Gaza's estimated 700,000 children under the age of 15 are hostages. There is no other word.
Jan Egeland, UN Emergency Relief Coordinator via BBC News: "We are appalled by seeing how they're playing with the future of defenceless civilians, including children."
To their credit, many Israelis are as appalled as I am by the conduct of their government in the current offensive which targeted civilian infranstructure on the first day. Israeli human rights advocates are protesting, and urging compliance with the Geneva Conventions.
The Independent: The Israeli human rights agency Btselem warned that the power cuts would jeopardise water supplies and health care. It stressed that Israel had the right to enact "all legal measures" to secure the release of Cpl Shalit but not those which conflict with international humanitarian law prohibitions against "objects indispensable to the survival of the civilian population".
Haaretz:
Gaza is three days away from a deadly humanitarian crisis unless Israel promptly restores fuel and electricity to the densely populated area after its offensive to free an abducted soldier, the United Nations aid chief warned on Thursday.
"They are heading for the abyss unless they get electricity and fuel restored," said Emergency Relief Coordinator Jan Egeland, who also urged the Palestinians to free the soldier and clamp down on militants firing rockets into Israel.
Without clean water in the hot summer weather, "we would in days see a major humanitarian crisis," he said. Military action targeting innocent civilians violates international humanitarian law, he added.
The International Committee of the Red Cross is also concerned for civilians. The ICRC has requested access for delivery of essential medical supplies and reminded Israel of its obligation under international law to ensure adequate food and water supplies are maintained to civilians. The ICRC also expressed concern about fuel supplies for emergency hospital generators, notiing that scarce supplies were expected to run out in 7 to 10 days. It will take more than 6 months to rebuild the power transformers at the electricity plant, even if Israel cooperates by permitting supplies of parts and equipment.
Israel has played down the humanitarian crisis it is creating:
"Our immediate goal is to secure the release of Cpl. Shalit," said Mark Regev, a spokesman for Israel's foreign ministry. "We will do what we can to avert a humanitarian crisis."
The collective punishment of Palestinians and their children is the result of their exercise in democracy in January, electing Hamas to power against the wishes and warnings of the USA and Israel.
British journalist John Pilger, in a cover story for The New Statesman two weeks ago, explained the rationale of targeting children for disease and death. His pessimism is more striking for coming two weeks before the current assaults on civilian infrastructure so essential to life.
The reason Israel fears Hamas is that Hamas is unlikely to be a trusted collaborator in subjugating its own people on Israel's behalf. Indeed, the vote for Hamas was actually a vote for peace. Palestinians were fed up with the failures and corruption of the Yasser Arafat era. According to former US president Jimmy Carter, whose Carter Centre verified the Hamas electoral victory, "public opinion polls show that 80 percent of Palestinians want a peace agreement with Israel".

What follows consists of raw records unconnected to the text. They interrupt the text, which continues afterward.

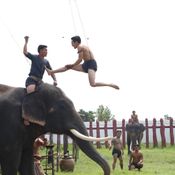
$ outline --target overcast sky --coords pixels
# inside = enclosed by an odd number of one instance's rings
[[[30,61],[22,54],[48,45],[53,69],[77,59],[70,37],[80,35],[98,63],[97,81],[120,90],[92,88],[87,74],[56,74],[77,110],[109,107],[116,119],[175,117],[174,0],[0,0],[0,83],[24,87]],[[89,38],[88,40],[86,38]],[[52,83],[45,73],[44,81]]]

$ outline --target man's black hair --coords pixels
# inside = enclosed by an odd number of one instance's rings
[[[73,42],[78,42],[78,43],[81,43],[81,38],[79,37],[79,36],[73,36],[72,38],[71,38],[71,40],[73,41]]]
[[[38,46],[38,53],[40,52],[40,50],[42,50],[44,48],[47,48],[47,46],[46,45],[39,45]]]

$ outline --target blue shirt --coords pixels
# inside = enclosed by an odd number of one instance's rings
[[[25,56],[32,61],[29,76],[33,75],[42,79],[45,72],[45,66],[48,69],[52,69],[47,59],[42,59],[38,55],[33,55],[29,52],[25,54]]]

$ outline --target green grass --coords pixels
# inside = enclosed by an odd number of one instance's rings
[[[109,163],[112,164],[111,151],[106,148],[97,150]],[[149,148],[142,147],[142,153],[144,156],[144,167],[141,171],[132,170],[128,171],[127,150],[123,156],[124,169],[120,170],[119,162],[117,162],[116,169],[111,171],[111,175],[174,175],[175,174],[175,146],[168,146],[166,148]],[[101,167],[94,161],[89,159],[84,153],[79,152],[79,159],[75,164],[73,172],[55,172],[55,175],[103,175]]]

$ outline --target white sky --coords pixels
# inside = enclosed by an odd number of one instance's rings
[[[120,90],[92,88],[87,74],[56,74],[77,110],[104,105],[117,120],[129,118],[132,110],[140,119],[174,117],[174,9],[174,0],[0,0],[0,83],[24,87],[30,70],[22,54],[25,35],[31,53],[48,45],[47,59],[56,69],[77,59],[70,37],[78,34],[84,44],[89,37],[96,80]],[[44,81],[52,83],[47,73]]]

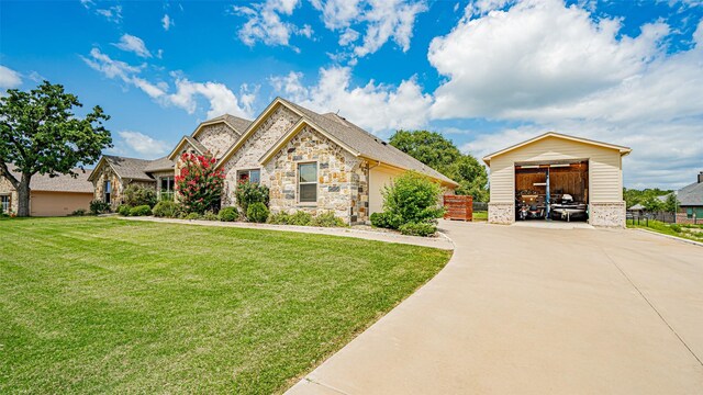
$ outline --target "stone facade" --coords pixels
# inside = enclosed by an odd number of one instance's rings
[[[18,212],[18,192],[14,189],[14,187],[12,187],[12,184],[10,183],[10,180],[5,179],[4,177],[0,177],[0,195],[8,195],[10,196],[10,212],[11,213],[16,213]],[[9,214],[9,213],[5,213]]]
[[[317,202],[298,201],[298,165],[317,165]],[[271,212],[333,212],[345,223],[368,218],[368,165],[311,127],[298,133],[267,165]]]
[[[625,202],[590,203],[589,223],[593,226],[625,227]]]
[[[514,203],[489,203],[488,222],[491,224],[510,225],[515,222]]]
[[[261,170],[261,182],[268,187],[270,179],[267,169],[261,166],[259,159],[288,132],[300,116],[279,105],[274,112],[257,126],[254,134],[244,142],[242,147],[222,166],[225,172],[222,206],[234,205],[234,193],[237,185],[237,171]]]
[[[215,158],[221,158],[237,138],[238,135],[222,122],[203,126],[196,137]]]

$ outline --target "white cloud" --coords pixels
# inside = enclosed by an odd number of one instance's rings
[[[164,18],[161,18],[161,26],[164,26],[164,30],[168,32],[168,30],[171,29],[172,25],[174,21],[171,20],[171,18],[168,14],[164,14]]]
[[[11,68],[0,65],[0,89],[12,89],[22,84],[22,76]]]
[[[175,105],[192,114],[198,110],[198,99],[204,98],[210,104],[209,117],[224,113],[252,116],[252,105],[258,91],[257,89],[254,92],[249,92],[246,87],[243,87],[242,104],[239,104],[237,97],[223,83],[212,81],[192,82],[178,74],[171,74],[175,78],[176,92],[169,93],[168,83],[154,83],[141,77],[145,65],[131,66],[124,61],[110,58],[98,48],[93,48],[90,52],[90,57],[81,58],[89,67],[100,71],[103,76],[110,79],[119,79],[129,86],[141,89],[161,105]]]
[[[427,10],[424,1],[408,0],[312,0],[312,4],[322,12],[327,29],[342,32],[339,45],[352,46],[358,57],[377,52],[390,40],[406,52],[415,19]],[[355,44],[360,30],[364,37]]]
[[[302,78],[302,74],[291,71],[270,82],[282,97],[319,112],[338,110],[342,116],[375,133],[427,123],[432,97],[422,92],[414,78],[398,87],[373,80],[364,87],[352,87],[348,67],[320,69],[320,79],[312,87],[303,86]]]
[[[123,34],[122,37],[120,37],[120,42],[112,45],[122,50],[134,53],[136,54],[136,56],[143,58],[152,57],[152,53],[146,48],[146,44],[144,44],[144,41],[131,34]]]
[[[313,33],[310,25],[299,27],[281,21],[281,15],[291,15],[299,3],[300,0],[266,0],[252,7],[233,7],[235,14],[247,19],[238,31],[239,40],[248,46],[254,46],[257,42],[271,46],[291,46],[291,35],[310,38]]]
[[[171,148],[171,144],[157,140],[140,132],[123,131],[118,132],[118,135],[129,148],[144,157],[159,157],[168,153]]]

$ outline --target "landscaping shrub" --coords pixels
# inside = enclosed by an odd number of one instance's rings
[[[207,211],[202,218],[205,221],[220,221],[220,216],[211,211]]]
[[[288,225],[298,225],[298,226],[310,226],[312,222],[312,215],[304,211],[295,212],[295,214],[290,216]]]
[[[235,222],[239,218],[239,211],[237,207],[224,207],[220,210],[220,221],[222,222]]]
[[[237,204],[242,207],[242,212],[246,213],[249,205],[254,203],[263,203],[268,207],[269,190],[266,185],[254,182],[239,182],[235,192]]]
[[[437,227],[428,223],[409,223],[401,225],[399,230],[403,235],[427,237],[434,235],[437,232]]]
[[[160,201],[156,203],[152,212],[157,217],[177,218],[180,216],[181,207],[180,204],[174,201]]]
[[[249,205],[246,211],[246,218],[254,223],[265,223],[268,218],[268,208],[261,202],[256,202]]]
[[[2,215],[2,208],[0,207],[0,215]],[[83,216],[86,215],[86,208],[77,208],[74,210],[72,213],[70,213],[71,216]]]
[[[334,216],[333,212],[327,212],[323,214],[317,214],[310,222],[311,226],[321,226],[321,227],[344,227],[346,224],[339,217]]]
[[[130,207],[129,205],[122,204],[118,207],[118,213],[120,213],[120,215],[130,216],[131,210],[132,207]]]
[[[180,160],[182,167],[176,176],[176,190],[186,211],[199,214],[219,211],[224,170],[214,168],[215,158],[185,153]]]
[[[152,208],[147,204],[130,208],[130,216],[152,215]]]
[[[130,207],[147,205],[154,207],[156,204],[156,191],[138,184],[132,184],[124,190],[124,204]]]
[[[291,215],[286,212],[279,212],[276,214],[269,215],[267,223],[274,225],[290,225]]]
[[[92,214],[110,213],[110,204],[99,200],[91,201],[90,213]]]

How ironic this is, considering that the rise of Hamas was due in no small part to the secret support it received from Israel, which, with the US and Britain, wanted Islamists to undermine secular Arabism and its "moderate" dreams of freedom. Hamas refused to play this Machiavellian game and in the face of Israeli assaults maintained a ceasefire for 18 months. The objective of the Israeli attack on the beach at Gaza was clearly to sabotage the ceasefire. This is a time-honoured tactic.
Now, state terror in the form of a medieval siege is to be applied to the most vulnerable. For the Palestinians, a war against their children is hardly new. A 2004 field study published in the British Medical Journal reported that, in the previous four years, "Two-thirds of the 621 children ... killed [by the Israelis] at checkpoints ... on the way to school, in their homes, died from small arms fire, directed in over half the cases to the head, neck and chest -- the sniper's wound". A quarter of Palestinian infants under the age of five are acutely or chronically malnourished. The Israeli wall "will isolate 97 primary health clinics and 11 hospitals from the populations they serve".
The study described "a man in a now fenced-in village near Qalqilya [who] approached the gate with his seriously ill daughter in his arms and begged the soldiers on duty to let him pass so that he could take her to hospital. The soldiers refused."
Gaza, now sealed like an open prison and terrorised by the sonic boom of Israeli fighter aircraft, has a population of which almost half are under 15 years of age. Dr Khalid Dahlan, a psychiatrist who heads a children's community health project, told me, "The statistic I personally find unbearable is that 99.4% of the children we studied suffer trauma ... 99.2% had their homes bombarded; 97.5% were exposed to tear gas; 96.6% witnessed shooting; a third saw family members or neighbours injured or killed".